I just wanted my life to be ‘normal.’ And he just wanted to be ‘black.’
“Thursday-Night Hoops” takes us to 2016 and the election of Trump. Young participates in a Thursday evening basketball league that is made up of mostly white men. They play at a local Catholic boys’ high school, and for Young it’s a place to relax and play a game that he is good at and that brings him joy. The problem is that one of his teammates, a middle aged lawyer, is also a Trump supporter. Now, politics is not something that comes up at these weekly games all that much, but I think we all know that it was (and remains) always sort of there through comments people make offhandedly, bumper stickers, etc. What I found interesting about this particular essay is Young’s struggle with how to deal with this situation. On one hand, he feels like he is supposed to speak up, like he has a responsibility to represent what is right to these men he has gotten to know through basketball, and his hesitation to do so causes him anxiety and some angst. On the other hand, Thursday night basketball is his one respite in a world full of anxieties induced by racism. Does he really want to mess with that?
It’s just too fucking much to always have to be angry and alert.
Young also devotes a few essays to matters related to women, particularly the women in his life. “Living While Black Killed My Mom” deals with his mother’s protracted sickness, pain and death from lung cancer diagnosed too late. Young believes that if his mother had been white, her pain would have been taken more seriously, addressed immediately, and she would be alive today. I think he is right.
…America is a serial killer of black women.
Young’s love and respect for his parents and for women (his wife, his female friends and colleagues, his daughter) is evident throughout the essays and is beautiful to read.
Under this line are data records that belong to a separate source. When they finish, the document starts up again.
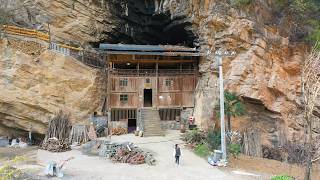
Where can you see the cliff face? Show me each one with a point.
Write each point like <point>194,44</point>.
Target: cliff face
<point>32,88</point>
<point>265,72</point>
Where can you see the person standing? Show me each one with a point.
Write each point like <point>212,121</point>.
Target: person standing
<point>177,153</point>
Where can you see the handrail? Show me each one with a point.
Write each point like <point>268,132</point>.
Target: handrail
<point>35,34</point>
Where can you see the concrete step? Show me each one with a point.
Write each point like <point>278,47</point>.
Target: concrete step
<point>152,123</point>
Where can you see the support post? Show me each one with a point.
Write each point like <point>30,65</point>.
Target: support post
<point>223,140</point>
<point>157,85</point>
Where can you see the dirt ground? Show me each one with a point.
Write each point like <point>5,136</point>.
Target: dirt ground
<point>192,167</point>
<point>272,167</point>
<point>91,167</point>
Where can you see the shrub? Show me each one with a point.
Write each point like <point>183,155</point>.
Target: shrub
<point>234,149</point>
<point>202,150</point>
<point>195,137</point>
<point>241,3</point>
<point>7,171</point>
<point>214,140</point>
<point>282,177</point>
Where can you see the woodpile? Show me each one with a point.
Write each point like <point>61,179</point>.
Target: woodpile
<point>122,153</point>
<point>55,145</point>
<point>59,126</point>
<point>56,139</point>
<point>252,143</point>
<point>119,131</point>
<point>79,134</point>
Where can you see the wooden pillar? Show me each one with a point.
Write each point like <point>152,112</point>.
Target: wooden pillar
<point>157,84</point>
<point>109,128</point>
<point>181,86</point>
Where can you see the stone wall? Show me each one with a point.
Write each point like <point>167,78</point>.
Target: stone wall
<point>32,88</point>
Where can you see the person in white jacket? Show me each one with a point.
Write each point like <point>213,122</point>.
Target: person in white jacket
<point>177,153</point>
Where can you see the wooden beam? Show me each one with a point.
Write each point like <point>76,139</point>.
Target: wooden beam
<point>153,61</point>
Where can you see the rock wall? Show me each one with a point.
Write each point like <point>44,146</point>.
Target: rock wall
<point>265,72</point>
<point>32,88</point>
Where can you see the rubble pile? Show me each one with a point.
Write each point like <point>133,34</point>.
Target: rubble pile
<point>122,153</point>
<point>119,131</point>
<point>55,145</point>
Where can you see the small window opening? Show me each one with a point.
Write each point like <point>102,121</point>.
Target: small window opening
<point>123,82</point>
<point>169,82</point>
<point>123,98</point>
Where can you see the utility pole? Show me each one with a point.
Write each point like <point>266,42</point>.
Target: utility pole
<point>220,54</point>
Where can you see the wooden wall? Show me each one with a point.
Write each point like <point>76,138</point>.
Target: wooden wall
<point>179,94</point>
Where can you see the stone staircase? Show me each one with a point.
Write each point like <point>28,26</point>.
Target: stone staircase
<point>151,122</point>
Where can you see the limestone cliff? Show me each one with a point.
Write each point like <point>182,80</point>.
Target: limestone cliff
<point>32,88</point>
<point>265,72</point>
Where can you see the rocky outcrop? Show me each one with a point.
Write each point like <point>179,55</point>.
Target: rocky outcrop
<point>265,72</point>
<point>34,88</point>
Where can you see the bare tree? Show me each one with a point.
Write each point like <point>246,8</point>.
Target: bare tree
<point>311,91</point>
<point>8,13</point>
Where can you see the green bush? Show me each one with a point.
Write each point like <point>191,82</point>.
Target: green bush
<point>282,177</point>
<point>234,149</point>
<point>214,140</point>
<point>202,150</point>
<point>241,3</point>
<point>195,137</point>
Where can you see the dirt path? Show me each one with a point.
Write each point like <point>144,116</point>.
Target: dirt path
<point>192,167</point>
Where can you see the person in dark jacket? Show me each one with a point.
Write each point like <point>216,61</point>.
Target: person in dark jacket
<point>177,153</point>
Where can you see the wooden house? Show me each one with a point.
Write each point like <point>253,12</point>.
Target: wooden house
<point>145,76</point>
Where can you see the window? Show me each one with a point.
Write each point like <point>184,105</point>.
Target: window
<point>123,98</point>
<point>123,82</point>
<point>169,82</point>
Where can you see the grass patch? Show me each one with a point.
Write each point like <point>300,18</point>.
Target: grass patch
<point>202,150</point>
<point>282,177</point>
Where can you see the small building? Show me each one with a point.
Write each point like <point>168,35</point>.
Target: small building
<point>161,78</point>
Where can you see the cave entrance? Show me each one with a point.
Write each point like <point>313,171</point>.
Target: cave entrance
<point>149,22</point>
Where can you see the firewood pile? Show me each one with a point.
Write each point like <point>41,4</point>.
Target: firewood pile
<point>119,131</point>
<point>55,145</point>
<point>122,153</point>
<point>56,139</point>
<point>79,134</point>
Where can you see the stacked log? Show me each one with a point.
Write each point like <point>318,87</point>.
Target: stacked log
<point>121,153</point>
<point>252,143</point>
<point>55,145</point>
<point>79,134</point>
<point>59,126</point>
<point>56,139</point>
<point>119,131</point>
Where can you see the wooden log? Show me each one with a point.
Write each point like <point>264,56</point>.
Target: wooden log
<point>252,143</point>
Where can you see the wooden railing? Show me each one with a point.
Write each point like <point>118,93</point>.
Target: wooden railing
<point>151,72</point>
<point>32,33</point>
<point>92,59</point>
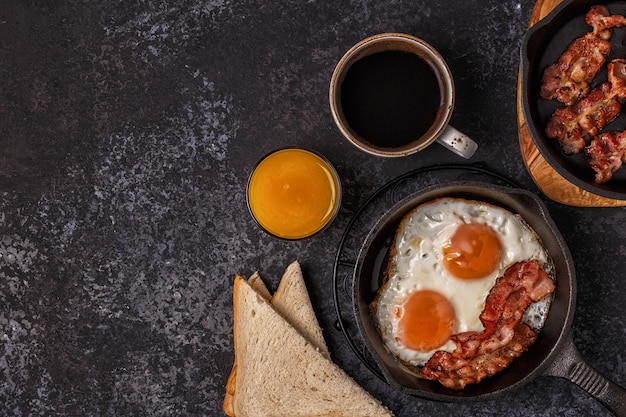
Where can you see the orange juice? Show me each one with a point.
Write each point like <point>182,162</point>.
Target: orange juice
<point>293,193</point>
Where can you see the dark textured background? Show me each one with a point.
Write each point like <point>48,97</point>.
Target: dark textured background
<point>127,133</point>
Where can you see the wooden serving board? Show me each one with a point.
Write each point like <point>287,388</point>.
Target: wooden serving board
<point>549,181</point>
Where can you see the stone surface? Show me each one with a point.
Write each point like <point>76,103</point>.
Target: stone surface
<point>127,134</point>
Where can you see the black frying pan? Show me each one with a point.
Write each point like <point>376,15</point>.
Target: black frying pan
<point>552,354</point>
<point>543,45</point>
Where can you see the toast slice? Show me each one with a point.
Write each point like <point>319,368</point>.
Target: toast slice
<point>292,301</point>
<point>280,373</point>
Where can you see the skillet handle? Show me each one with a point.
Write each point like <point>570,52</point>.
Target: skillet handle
<point>571,365</point>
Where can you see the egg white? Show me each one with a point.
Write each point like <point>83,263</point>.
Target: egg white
<point>418,265</point>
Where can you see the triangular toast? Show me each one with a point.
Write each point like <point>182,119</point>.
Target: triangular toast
<point>292,301</point>
<point>280,373</point>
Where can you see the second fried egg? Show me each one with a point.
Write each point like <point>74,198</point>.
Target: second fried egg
<point>447,255</point>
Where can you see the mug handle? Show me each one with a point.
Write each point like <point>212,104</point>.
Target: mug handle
<point>457,142</point>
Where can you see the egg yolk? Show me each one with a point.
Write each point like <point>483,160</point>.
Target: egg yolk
<point>426,320</point>
<point>473,252</point>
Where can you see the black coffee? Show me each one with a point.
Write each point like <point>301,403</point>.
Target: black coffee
<point>390,98</point>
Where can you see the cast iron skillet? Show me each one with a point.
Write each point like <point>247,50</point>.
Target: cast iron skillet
<point>552,354</point>
<point>542,46</point>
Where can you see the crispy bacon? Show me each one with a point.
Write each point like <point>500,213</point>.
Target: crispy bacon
<point>573,126</point>
<point>569,78</point>
<point>505,337</point>
<point>606,153</point>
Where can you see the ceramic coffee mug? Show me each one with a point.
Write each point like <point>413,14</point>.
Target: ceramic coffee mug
<point>392,94</point>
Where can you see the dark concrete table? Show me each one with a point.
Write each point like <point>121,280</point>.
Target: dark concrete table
<point>127,133</point>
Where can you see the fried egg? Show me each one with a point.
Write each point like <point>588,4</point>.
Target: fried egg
<point>447,255</point>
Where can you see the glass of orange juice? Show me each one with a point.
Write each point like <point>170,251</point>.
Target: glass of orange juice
<point>294,193</point>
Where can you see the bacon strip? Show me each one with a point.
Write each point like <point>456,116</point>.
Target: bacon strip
<point>479,355</point>
<point>568,79</point>
<point>575,125</point>
<point>606,153</point>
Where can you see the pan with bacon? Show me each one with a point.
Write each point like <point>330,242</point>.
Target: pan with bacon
<point>507,354</point>
<point>573,77</point>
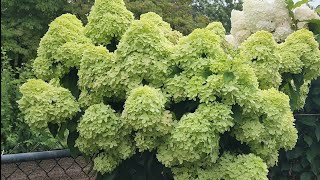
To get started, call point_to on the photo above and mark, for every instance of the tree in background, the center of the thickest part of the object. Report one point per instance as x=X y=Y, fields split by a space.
x=179 y=13
x=218 y=10
x=23 y=23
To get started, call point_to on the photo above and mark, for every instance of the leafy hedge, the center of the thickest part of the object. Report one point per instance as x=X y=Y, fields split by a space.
x=166 y=105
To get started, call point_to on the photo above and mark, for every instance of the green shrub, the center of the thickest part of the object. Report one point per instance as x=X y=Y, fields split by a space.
x=161 y=102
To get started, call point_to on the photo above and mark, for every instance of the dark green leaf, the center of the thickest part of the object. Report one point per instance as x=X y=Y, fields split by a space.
x=314 y=25
x=285 y=166
x=308 y=139
x=297 y=167
x=62 y=129
x=295 y=153
x=317 y=132
x=71 y=141
x=308 y=120
x=298 y=81
x=290 y=4
x=299 y=3
x=53 y=128
x=317 y=37
x=294 y=96
x=313 y=152
x=304 y=162
x=306 y=176
x=228 y=76
x=109 y=176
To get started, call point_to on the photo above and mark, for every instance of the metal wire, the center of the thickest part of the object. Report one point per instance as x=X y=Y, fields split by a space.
x=54 y=168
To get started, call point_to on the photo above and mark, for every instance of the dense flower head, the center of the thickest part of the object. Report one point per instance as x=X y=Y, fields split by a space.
x=304 y=13
x=300 y=52
x=101 y=129
x=270 y=129
x=144 y=111
x=272 y=16
x=60 y=48
x=195 y=139
x=176 y=96
x=108 y=19
x=94 y=66
x=231 y=167
x=260 y=49
x=43 y=103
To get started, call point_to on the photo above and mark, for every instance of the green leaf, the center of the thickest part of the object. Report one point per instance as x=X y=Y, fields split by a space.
x=313 y=152
x=317 y=37
x=314 y=25
x=299 y=3
x=308 y=139
x=317 y=132
x=228 y=76
x=294 y=96
x=309 y=121
x=306 y=176
x=109 y=176
x=62 y=129
x=315 y=166
x=71 y=141
x=298 y=80
x=53 y=128
x=295 y=153
x=290 y=4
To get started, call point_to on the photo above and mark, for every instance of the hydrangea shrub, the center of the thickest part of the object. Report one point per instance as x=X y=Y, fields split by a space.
x=198 y=106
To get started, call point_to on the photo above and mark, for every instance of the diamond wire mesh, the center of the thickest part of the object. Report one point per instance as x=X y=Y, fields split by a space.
x=56 y=168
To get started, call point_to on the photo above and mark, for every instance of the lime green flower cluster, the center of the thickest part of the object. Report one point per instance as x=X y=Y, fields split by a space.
x=228 y=167
x=269 y=129
x=43 y=103
x=195 y=139
x=155 y=69
x=144 y=111
x=107 y=20
x=60 y=48
x=101 y=129
x=300 y=53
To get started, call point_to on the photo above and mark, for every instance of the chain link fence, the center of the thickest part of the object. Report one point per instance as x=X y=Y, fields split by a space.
x=56 y=164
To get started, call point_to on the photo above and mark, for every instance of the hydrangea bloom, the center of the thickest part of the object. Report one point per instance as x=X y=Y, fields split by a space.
x=267 y=15
x=177 y=95
x=43 y=103
x=107 y=19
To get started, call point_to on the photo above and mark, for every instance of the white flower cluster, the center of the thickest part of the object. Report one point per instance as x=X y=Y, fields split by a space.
x=304 y=13
x=269 y=15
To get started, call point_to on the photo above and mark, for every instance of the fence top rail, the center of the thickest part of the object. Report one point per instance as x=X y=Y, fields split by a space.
x=34 y=156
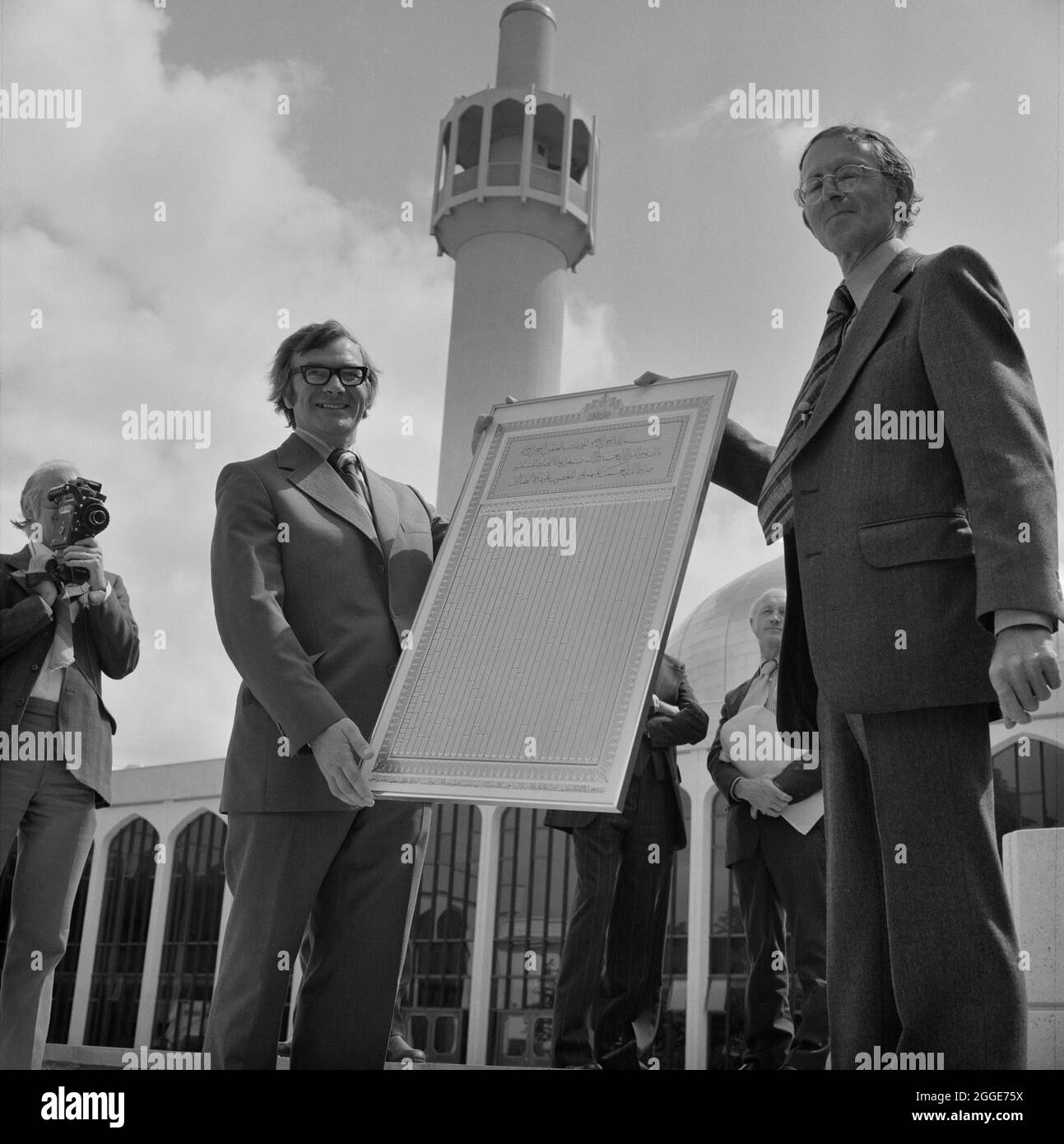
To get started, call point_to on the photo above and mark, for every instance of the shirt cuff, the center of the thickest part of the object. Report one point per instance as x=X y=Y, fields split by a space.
x=1011 y=616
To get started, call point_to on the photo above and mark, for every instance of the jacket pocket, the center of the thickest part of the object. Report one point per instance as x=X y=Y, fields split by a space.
x=910 y=540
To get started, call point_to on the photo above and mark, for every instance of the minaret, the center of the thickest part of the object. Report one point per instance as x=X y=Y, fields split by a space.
x=513 y=205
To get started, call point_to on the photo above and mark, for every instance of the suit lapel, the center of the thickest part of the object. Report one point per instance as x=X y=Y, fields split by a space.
x=386 y=510
x=872 y=319
x=18 y=562
x=313 y=475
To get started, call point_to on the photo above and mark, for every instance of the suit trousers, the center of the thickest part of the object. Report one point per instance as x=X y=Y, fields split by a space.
x=351 y=881
x=784 y=877
x=54 y=817
x=609 y=992
x=922 y=953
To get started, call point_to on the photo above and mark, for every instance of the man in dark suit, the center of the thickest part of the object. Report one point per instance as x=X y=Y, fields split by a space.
x=624 y=866
x=922 y=594
x=318 y=565
x=56 y=639
x=779 y=874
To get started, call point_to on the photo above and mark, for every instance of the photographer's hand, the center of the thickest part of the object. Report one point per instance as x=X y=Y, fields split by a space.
x=46 y=588
x=86 y=554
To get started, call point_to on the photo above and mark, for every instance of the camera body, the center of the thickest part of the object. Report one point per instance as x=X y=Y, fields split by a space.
x=81 y=515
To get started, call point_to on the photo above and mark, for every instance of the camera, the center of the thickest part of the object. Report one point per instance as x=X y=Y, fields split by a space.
x=81 y=515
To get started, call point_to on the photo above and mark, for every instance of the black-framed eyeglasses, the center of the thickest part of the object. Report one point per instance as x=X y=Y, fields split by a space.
x=844 y=179
x=322 y=374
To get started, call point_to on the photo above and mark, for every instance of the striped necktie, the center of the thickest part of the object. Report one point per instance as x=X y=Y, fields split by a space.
x=346 y=463
x=776 y=504
x=762 y=691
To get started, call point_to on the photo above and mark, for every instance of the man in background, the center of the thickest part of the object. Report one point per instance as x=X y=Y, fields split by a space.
x=607 y=1018
x=64 y=622
x=779 y=874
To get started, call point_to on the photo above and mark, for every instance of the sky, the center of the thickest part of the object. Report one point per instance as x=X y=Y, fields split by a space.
x=106 y=305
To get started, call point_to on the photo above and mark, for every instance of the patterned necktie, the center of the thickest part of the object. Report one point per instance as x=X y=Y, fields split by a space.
x=762 y=691
x=776 y=504
x=346 y=463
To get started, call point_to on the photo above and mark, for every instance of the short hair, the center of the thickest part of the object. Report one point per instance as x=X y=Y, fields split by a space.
x=313 y=337
x=890 y=161
x=58 y=472
x=768 y=592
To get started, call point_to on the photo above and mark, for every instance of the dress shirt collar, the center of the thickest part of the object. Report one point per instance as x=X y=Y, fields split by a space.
x=320 y=446
x=862 y=277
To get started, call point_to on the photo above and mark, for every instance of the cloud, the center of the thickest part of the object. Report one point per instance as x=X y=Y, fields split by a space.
x=591 y=346
x=691 y=128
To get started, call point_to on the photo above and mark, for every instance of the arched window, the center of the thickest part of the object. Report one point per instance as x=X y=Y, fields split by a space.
x=193 y=918
x=437 y=1002
x=114 y=992
x=1029 y=792
x=537 y=880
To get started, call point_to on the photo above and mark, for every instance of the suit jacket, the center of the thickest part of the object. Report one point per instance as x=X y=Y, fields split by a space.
x=311 y=607
x=902 y=554
x=105 y=642
x=744 y=830
x=658 y=742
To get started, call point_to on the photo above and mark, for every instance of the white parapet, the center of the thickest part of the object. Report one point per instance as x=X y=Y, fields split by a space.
x=1034 y=879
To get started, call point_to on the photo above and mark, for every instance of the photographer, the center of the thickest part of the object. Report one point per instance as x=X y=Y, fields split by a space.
x=63 y=621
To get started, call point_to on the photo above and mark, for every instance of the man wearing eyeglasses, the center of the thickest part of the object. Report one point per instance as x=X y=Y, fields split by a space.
x=318 y=564
x=913 y=491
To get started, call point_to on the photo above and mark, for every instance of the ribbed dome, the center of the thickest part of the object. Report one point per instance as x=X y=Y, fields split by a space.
x=715 y=641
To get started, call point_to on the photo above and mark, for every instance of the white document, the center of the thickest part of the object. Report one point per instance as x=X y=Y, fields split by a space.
x=753 y=745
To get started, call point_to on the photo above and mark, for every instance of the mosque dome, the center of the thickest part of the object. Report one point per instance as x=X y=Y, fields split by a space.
x=715 y=642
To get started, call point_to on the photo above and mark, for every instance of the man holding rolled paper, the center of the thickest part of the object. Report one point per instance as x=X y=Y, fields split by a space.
x=776 y=851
Young is a man who is able to look at himself both critically and with humor, and then try to make changes where he needs to. The final essay, devoted to his young daughter, is a testament to hope but a sobering reminder that the hopes and possibilities for Black people in America still hit the brick wall of racism, and that you can’t always predict the when/where/how that’s going to happen. How could a person not experience anxiety, anger and neurosis in these conditions?
What Doesn’t Kill You Makes You Blacker is an excellent collection of essays and worth picking up. This would be a great choice for a book group.